The following is a summary of terms of the ELEMENTS SM Linked to the Benjamin GrahamSM Small Cap Value Index—Total Return due August 14, 2023 (the “Securities”), as well as a discussion of risks and other considerations you should take into account when deciding whether to invest in the Securities. The information in this section is qualified in its entirety by the more detailed explanations set forth elsewhere in this pricing supplement and the accompanying prospectus supplement and prospectus. References to the “prospectus” mean our accompanying prospectus, dated September 29, 2009, and references to the “prospectus supplement” mean our accompanying prospectus supplement, dated September 29, 2009, which supplements the prospectus.

We may, without your consent, create and issue securities in addition to those offered by this pricing supplement having the same terms and conditions as the Securities.
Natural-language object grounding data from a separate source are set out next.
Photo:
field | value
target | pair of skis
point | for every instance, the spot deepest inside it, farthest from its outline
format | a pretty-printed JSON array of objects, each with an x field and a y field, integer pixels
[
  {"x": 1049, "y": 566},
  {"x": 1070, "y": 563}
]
We may consolidate the additional securities to form a single class with the outstanding Securities.

This section summarizes the following aspects of the Securities:

 

 

What are the Securities and how do they work?

 

 

How do you sell your Securities?

 

 

How do you offer your Securities for repurchase by Deutsche Bank?

 

 

What are some of the risks of the Securities?

 

 

Is this the right investment for you?

 

 

What are the tax consequences of an investment in the Securities?

 

 

How do you calculate the payment on the Securities?

What are the Securities and how do they work?
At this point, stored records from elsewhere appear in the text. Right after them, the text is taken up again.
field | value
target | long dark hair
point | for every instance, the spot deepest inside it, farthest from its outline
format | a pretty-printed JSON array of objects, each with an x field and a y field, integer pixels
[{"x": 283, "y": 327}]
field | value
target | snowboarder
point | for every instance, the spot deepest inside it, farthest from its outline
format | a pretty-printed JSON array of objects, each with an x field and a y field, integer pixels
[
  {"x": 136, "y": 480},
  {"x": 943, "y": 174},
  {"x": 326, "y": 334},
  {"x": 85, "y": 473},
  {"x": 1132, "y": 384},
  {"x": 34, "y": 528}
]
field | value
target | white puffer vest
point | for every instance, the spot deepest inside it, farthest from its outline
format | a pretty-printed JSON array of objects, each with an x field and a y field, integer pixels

The Securities are senior unsecured obligations of Deutsche Bank, acting through its London branch, that are linked to the performance of the Benjamin Graham Small Cap Value Index—Total Return (the “Index”).

 

The Index tracks the value of a portfolio of small-cap U.S. stocks that are selected according to the Benjamin Graham Methodology (the “Methodology”). The Methodology seeks to identify businesses with strong, liquid balance sheets that trade at a discount to their implied intrinsic value, implementing the investment principles of Benjamin Graham through a quantitative, objective process utilizing modern portfolio theory and statistical analysis. The Methodology consists of four steps: (i) Universe Screening, (ii) Stock Selection, (iii) Semi-Annual Re-allocation, and (iv) Annual Reconstitution. The Index and the Methodology are described further in this pricing supplement. The Index was developed by Nuveen HydePark Group, LLC (“HydePark” or the “Index Sponsor”) and is calculated, maintained and published by Dow Jones Indexes (the “Index Calculation Agent”), a business unit of Dow Jones & Company, Inc.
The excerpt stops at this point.